It is the point the liberal left in this country still doesn’t understand. The looters have finally been noticed by looted and the looted aren’t at all happy.

No. Not at all happy. The traditional punishment for looters is to be shot on sight. Maybe they'll acquire a clue or two before it comes to that. I fear for my country.

McQuain continues:


The “lumpen electorate” has finally had enough. They want to keep what they earn. They want less government. But that’s an anathema to politicians who have built whole lives and careers on providing more government. It’s like an addiction – they can’t stop what they’re doing or how they’re doing it.

And, unfortunately, even though the masses seem unhappy with the size and cost of government, they too are addicted to a certain level of government. They too have an addiction to break.

The question, of course, as far as libertarians are concerned, is how these two addictions can be addressed and overcome so that government’s size and cost can be scaled back to a proper and legitimate size? And where are the leaders to do this?

Until they emerge – and there is nothing to say they will – this cycle of unrest which sees the swapping out of political parties will continue. But you have to believe that at some point, the disenchantment with the current political regime (and both parties make up that regime) will come to a flash point. What that flash point will entail – the range of possibilities is vast – is anyone’s guess.

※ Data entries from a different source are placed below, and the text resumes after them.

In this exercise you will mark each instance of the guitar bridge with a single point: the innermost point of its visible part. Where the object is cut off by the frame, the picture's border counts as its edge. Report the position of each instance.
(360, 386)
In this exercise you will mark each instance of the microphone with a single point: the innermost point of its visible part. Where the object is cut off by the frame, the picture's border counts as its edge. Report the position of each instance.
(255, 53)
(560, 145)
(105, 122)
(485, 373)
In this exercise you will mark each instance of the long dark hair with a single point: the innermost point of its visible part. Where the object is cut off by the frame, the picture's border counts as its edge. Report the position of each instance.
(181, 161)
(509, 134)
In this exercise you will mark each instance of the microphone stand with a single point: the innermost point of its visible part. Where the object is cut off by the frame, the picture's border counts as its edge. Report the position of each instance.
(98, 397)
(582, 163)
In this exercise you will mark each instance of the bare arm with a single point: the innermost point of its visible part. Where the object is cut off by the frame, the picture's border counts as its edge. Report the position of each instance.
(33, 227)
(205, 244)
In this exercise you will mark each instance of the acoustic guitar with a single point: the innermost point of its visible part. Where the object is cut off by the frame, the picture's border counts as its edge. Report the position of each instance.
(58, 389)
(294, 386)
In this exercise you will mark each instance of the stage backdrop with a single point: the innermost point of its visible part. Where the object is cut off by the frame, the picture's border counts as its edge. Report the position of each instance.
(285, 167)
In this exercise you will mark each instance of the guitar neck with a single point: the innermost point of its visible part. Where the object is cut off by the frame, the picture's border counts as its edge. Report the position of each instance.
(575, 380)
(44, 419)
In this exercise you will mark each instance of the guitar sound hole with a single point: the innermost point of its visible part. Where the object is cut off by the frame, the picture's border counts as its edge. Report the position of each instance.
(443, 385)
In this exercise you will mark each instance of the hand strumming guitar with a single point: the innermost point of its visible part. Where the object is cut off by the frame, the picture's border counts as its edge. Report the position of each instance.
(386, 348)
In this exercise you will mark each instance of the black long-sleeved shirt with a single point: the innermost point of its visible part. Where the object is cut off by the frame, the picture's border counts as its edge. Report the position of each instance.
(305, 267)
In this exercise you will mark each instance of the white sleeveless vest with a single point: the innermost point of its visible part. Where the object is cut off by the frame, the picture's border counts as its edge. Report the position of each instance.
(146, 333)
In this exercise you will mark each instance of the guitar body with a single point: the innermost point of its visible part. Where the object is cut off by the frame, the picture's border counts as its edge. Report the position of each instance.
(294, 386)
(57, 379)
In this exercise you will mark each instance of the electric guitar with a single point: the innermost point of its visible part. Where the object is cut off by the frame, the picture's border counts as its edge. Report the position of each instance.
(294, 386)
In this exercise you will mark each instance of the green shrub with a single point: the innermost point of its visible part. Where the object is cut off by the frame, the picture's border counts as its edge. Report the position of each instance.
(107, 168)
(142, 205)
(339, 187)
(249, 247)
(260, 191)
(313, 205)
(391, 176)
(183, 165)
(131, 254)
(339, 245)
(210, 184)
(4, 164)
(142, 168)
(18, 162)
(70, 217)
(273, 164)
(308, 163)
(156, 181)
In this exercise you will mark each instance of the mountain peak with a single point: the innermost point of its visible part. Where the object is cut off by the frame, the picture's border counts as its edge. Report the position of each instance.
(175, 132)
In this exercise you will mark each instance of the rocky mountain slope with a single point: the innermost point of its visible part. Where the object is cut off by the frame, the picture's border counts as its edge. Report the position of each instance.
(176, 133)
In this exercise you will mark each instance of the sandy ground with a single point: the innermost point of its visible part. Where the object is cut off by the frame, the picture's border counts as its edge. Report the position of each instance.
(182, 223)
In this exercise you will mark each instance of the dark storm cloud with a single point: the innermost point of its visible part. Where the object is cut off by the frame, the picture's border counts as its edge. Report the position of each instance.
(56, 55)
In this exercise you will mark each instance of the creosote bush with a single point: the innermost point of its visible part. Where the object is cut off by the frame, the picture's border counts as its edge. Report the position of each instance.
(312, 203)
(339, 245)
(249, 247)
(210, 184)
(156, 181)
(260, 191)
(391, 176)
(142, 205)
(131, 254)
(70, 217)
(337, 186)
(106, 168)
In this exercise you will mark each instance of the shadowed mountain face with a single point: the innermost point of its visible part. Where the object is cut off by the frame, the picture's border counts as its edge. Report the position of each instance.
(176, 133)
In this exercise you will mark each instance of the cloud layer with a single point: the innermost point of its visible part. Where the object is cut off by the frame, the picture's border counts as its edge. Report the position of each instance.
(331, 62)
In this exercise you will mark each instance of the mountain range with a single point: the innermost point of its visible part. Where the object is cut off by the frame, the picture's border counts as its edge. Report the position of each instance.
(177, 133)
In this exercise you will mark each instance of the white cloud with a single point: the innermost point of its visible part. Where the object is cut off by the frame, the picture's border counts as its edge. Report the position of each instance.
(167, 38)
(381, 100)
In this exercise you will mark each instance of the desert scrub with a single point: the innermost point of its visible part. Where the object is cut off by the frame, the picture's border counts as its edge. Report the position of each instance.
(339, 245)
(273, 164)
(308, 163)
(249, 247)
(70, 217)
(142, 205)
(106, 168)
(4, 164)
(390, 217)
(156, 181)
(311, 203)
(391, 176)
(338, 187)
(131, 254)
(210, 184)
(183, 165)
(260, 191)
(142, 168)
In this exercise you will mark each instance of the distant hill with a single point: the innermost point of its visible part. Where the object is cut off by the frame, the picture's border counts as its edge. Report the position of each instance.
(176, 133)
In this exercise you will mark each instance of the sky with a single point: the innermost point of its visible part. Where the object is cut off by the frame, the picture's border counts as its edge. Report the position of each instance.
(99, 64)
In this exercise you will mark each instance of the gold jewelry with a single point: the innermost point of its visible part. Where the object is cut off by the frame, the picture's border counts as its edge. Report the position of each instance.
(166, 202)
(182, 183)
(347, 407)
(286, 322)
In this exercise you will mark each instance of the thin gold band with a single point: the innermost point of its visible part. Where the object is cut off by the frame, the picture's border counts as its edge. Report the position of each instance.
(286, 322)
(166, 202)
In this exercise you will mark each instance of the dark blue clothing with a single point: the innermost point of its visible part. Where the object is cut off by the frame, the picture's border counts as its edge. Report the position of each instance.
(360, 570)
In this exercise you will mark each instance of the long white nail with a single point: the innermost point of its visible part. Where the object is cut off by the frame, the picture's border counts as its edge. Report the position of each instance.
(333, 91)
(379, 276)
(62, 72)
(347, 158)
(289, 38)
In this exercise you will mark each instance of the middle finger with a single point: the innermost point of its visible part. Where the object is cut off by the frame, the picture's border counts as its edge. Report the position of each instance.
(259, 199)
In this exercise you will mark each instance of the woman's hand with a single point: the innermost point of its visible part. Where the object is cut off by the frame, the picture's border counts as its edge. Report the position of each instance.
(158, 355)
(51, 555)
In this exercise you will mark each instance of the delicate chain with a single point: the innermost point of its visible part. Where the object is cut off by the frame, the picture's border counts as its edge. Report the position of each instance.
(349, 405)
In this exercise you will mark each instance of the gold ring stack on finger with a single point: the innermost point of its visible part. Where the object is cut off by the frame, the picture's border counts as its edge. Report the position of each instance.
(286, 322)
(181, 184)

The way out is simple: those people who are pushing for all of this government expansion must stop pushing, before the people who are being pushed begin to seriously push back. And I really, really mean the word "seriously." This has the potential to go way beyond "politics as usual." Our country--a large segment of it, anyway--is starting to red-line. Somebody has to step in and provide some sanity. But the only person on the national stage who's both in a position to do so, and might be inclined to do so, God help us, is Sarah Palin.

I'm a fan of Sarah Palin--awkward speech patterns and all--but I don't want the future of the Republic resting on her--or on anyone.

So, for now at least, we can still disagree peacefully with those we politically oppose. I intend to do that, by attending Freedom Fest 2009 in Kansas City Saturday, September 5th.

UNITED WE STAND

Freedom Fest 2009

Date: Saturday, September 5, 2009

Time: 10:00 am to 2:00 pm

Location: Theis Park Intersection of Oak and 47th Street, KC,MO. (Across from the Nelson-Atkins Art Museum, 1 Block East of the Country Club Plaza)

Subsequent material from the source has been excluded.